No señores, no. Son justamente los individuos los que son tan dóciles, tan miedosos, tan absolutamente inofensivos para cualquier orden. ¿O qué? ¿No os dais cuenta que lo que quería salvar justamente Santo Tomás era esa docilidad del individuo? ¿Qué lo que realmente quería sostener el aquinatense era justamente la posibilidad de que el individuo se salvara: que el intelecto, al estar unido al hombre –a su alma- era justamente aquello que pervivía tras su muerte? ¡Lo mismo ahora, señores, sólo que remozado como un cartucho deportivo!

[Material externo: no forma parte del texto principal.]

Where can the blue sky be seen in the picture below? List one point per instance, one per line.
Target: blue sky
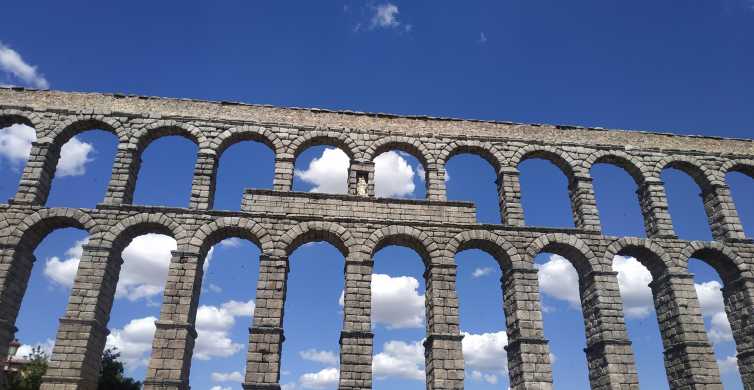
(669, 66)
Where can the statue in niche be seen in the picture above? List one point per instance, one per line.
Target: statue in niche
(361, 186)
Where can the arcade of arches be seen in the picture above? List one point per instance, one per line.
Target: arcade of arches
(359, 224)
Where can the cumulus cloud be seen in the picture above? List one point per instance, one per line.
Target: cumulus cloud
(13, 65)
(324, 379)
(328, 173)
(393, 176)
(633, 281)
(134, 341)
(15, 143)
(324, 357)
(558, 279)
(213, 325)
(399, 359)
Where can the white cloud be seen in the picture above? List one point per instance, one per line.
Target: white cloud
(633, 281)
(145, 266)
(234, 376)
(63, 272)
(558, 279)
(134, 341)
(15, 143)
(328, 173)
(399, 360)
(74, 155)
(324, 357)
(324, 379)
(12, 64)
(479, 272)
(213, 325)
(396, 302)
(393, 176)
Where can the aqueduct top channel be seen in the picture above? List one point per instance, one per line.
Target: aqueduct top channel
(359, 224)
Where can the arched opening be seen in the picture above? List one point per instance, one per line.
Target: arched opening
(615, 189)
(470, 177)
(544, 193)
(166, 173)
(563, 319)
(398, 318)
(49, 284)
(243, 165)
(83, 170)
(399, 173)
(16, 136)
(313, 313)
(138, 296)
(226, 307)
(322, 169)
(685, 203)
(482, 319)
(741, 185)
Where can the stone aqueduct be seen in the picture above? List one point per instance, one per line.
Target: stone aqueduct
(359, 224)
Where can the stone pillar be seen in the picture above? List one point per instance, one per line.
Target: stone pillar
(654, 207)
(583, 204)
(123, 179)
(443, 351)
(266, 335)
(436, 189)
(174, 338)
(529, 365)
(81, 336)
(283, 180)
(608, 352)
(689, 358)
(361, 178)
(739, 306)
(36, 179)
(356, 338)
(509, 196)
(722, 214)
(203, 183)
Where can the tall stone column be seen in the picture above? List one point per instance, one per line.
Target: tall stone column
(609, 355)
(283, 180)
(654, 207)
(722, 214)
(436, 186)
(529, 366)
(123, 179)
(356, 338)
(175, 335)
(689, 358)
(361, 178)
(739, 306)
(443, 351)
(509, 196)
(583, 204)
(266, 335)
(36, 179)
(203, 183)
(81, 336)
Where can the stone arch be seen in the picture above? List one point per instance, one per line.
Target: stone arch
(405, 144)
(506, 254)
(305, 232)
(237, 134)
(213, 232)
(628, 163)
(724, 260)
(323, 137)
(570, 247)
(405, 236)
(646, 252)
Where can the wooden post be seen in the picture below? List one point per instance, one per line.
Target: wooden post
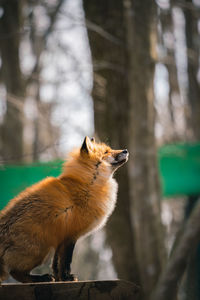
(112, 289)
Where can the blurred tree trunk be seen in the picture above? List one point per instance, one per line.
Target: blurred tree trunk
(143, 170)
(192, 43)
(111, 106)
(166, 21)
(12, 128)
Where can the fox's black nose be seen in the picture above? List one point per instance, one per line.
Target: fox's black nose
(125, 151)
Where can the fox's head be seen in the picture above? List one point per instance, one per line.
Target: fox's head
(100, 153)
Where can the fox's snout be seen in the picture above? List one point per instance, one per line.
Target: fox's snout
(122, 155)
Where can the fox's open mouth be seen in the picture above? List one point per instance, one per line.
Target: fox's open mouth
(119, 162)
(121, 158)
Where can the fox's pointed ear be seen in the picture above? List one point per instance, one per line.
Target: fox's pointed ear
(86, 146)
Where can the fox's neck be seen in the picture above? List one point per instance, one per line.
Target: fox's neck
(87, 181)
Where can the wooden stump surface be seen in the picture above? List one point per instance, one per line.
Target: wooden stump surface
(82, 290)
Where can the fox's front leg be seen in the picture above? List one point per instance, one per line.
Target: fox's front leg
(62, 261)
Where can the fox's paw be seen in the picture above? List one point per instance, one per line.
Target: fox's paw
(69, 277)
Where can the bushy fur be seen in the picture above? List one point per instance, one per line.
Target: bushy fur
(57, 210)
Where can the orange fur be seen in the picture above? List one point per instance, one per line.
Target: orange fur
(56, 210)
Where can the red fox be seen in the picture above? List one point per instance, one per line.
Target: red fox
(56, 212)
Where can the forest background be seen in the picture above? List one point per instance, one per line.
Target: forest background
(128, 72)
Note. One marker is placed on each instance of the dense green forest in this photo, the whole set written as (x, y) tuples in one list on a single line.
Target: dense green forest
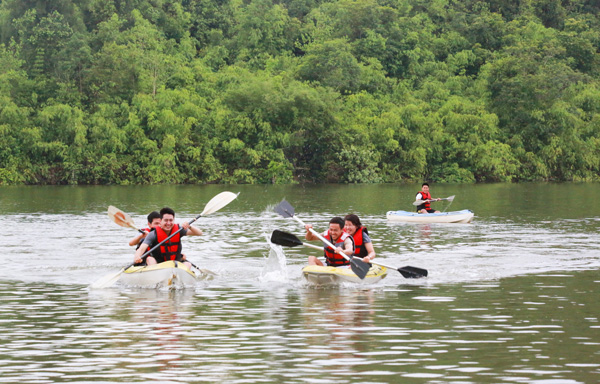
[(267, 91)]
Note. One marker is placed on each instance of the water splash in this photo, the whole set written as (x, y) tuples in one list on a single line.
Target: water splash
[(275, 268)]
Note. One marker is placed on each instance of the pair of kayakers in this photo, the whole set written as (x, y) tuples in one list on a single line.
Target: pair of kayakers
[(426, 198), (348, 236), (160, 229)]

En fin, en fin… que bueno, basta de tanta moralina, que también cansa. Quedémonos, como tendría que ser siempre, sin ese tremendismo por el que a veces me dejo arrebatar. Y es que nada más hace falta una ligera pérdida de esa sensación, una… una como nublazón de los ojos del amigo o la amiga, para que de pronto, entre ambos, entre tú y yo, ¿quién lo sabe? Se inaugure otra cosa… una cosa que no es ni tuya ni mía. Una cosa que no es cosa porque siempre está entre las cosas. No, yo no soy inteligente. Sólo al perderme yo, acaso brote algo de sensatez de lo que digo… sólo entonces, quizá…

Como dice el maestro en su Sermón del Ser y no Ser:

No me queda más remedio que esperar que en ti se diga, lo que yo no puedo decirte.